While access to health insurance is not a focus of the study, it acknowledges the disproportionately high rates of chronic health conditions and previous exposure to domestic violence experienced by homeless children. Virtually all homeless children, unless they are undocumented, should be eligible for Medicaid. Yet many may not be enrolled particularly because of their unstable housing arrangements.
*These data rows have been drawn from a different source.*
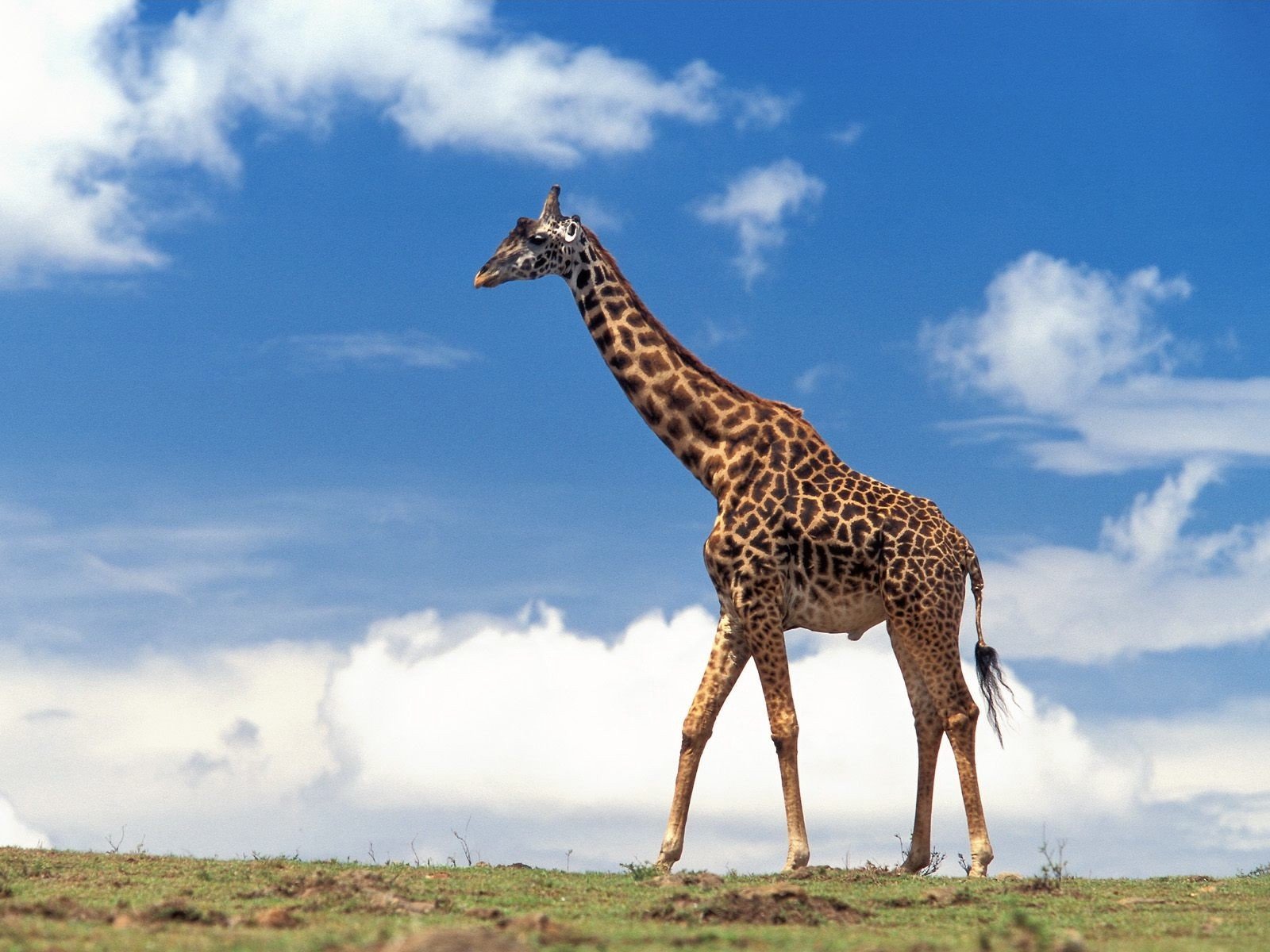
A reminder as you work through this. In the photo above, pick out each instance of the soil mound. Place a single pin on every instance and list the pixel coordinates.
(778, 904)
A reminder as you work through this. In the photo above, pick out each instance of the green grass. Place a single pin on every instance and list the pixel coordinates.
(57, 900)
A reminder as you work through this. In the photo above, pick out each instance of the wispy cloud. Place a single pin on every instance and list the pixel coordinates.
(760, 109)
(1083, 355)
(814, 378)
(850, 135)
(1149, 584)
(376, 349)
(203, 753)
(107, 101)
(756, 206)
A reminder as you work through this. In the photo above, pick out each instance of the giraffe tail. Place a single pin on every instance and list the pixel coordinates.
(992, 682)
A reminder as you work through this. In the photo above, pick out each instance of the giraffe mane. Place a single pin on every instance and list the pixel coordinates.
(685, 355)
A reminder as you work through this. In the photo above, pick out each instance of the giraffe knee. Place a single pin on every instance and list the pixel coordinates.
(696, 731)
(785, 738)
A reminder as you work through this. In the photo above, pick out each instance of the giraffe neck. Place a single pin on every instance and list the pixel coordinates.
(695, 410)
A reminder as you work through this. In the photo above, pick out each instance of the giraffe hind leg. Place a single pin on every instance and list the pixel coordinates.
(929, 654)
(930, 735)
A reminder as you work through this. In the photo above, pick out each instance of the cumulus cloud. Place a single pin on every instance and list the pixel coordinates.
(1083, 355)
(756, 206)
(14, 831)
(1149, 585)
(849, 135)
(106, 102)
(816, 376)
(552, 740)
(376, 349)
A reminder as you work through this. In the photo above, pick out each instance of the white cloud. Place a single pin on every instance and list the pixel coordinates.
(1053, 332)
(1080, 352)
(552, 740)
(378, 349)
(850, 135)
(813, 378)
(106, 102)
(760, 109)
(14, 831)
(756, 205)
(1147, 587)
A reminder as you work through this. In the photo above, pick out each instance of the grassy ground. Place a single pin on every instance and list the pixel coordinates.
(55, 900)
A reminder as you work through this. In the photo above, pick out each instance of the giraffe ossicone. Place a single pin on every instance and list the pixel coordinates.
(800, 541)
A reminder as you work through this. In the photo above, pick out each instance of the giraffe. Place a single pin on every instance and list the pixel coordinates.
(800, 539)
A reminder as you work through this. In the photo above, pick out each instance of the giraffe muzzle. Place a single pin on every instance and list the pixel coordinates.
(487, 277)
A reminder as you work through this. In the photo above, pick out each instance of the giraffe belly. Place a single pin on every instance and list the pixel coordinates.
(835, 609)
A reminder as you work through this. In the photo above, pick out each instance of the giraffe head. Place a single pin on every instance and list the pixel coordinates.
(549, 244)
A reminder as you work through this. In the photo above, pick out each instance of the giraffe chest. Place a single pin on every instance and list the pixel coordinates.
(833, 606)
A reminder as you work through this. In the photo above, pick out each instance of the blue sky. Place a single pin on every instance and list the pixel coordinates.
(1007, 257)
We know that the poorest children, those below 50 percent of the FPL, have higher rates of uninsurance.  (Read our report on children’s 2010 uninsurance rates.). 

Enrolling homeless children is not easy; administrative requirements can serve as barriers to enrolling or retaining coverage, and as reported in the survey, 97% of homeless children move as many as three times in a year.  Many homeless persons seek treatment at the emergency room, which is then incurred by the hospital.  This should serve as a useful reminder for state and federal legislatures that the costs of homelessness can add up, and outreach and enrollment efforts that target this population make a lot of sense. (Read about Tennessee’s shelter enrollment project.) 

Ending family homelessness will only be possible by increasing access to quality, affordable housing.  Just as important is the need to offer comprehensive services and supports to families that address the broad spectrum of issues created by poverty and homelessness. Ensuring that homeless children are all enrolled in Medicaid is a good place to focus some energy.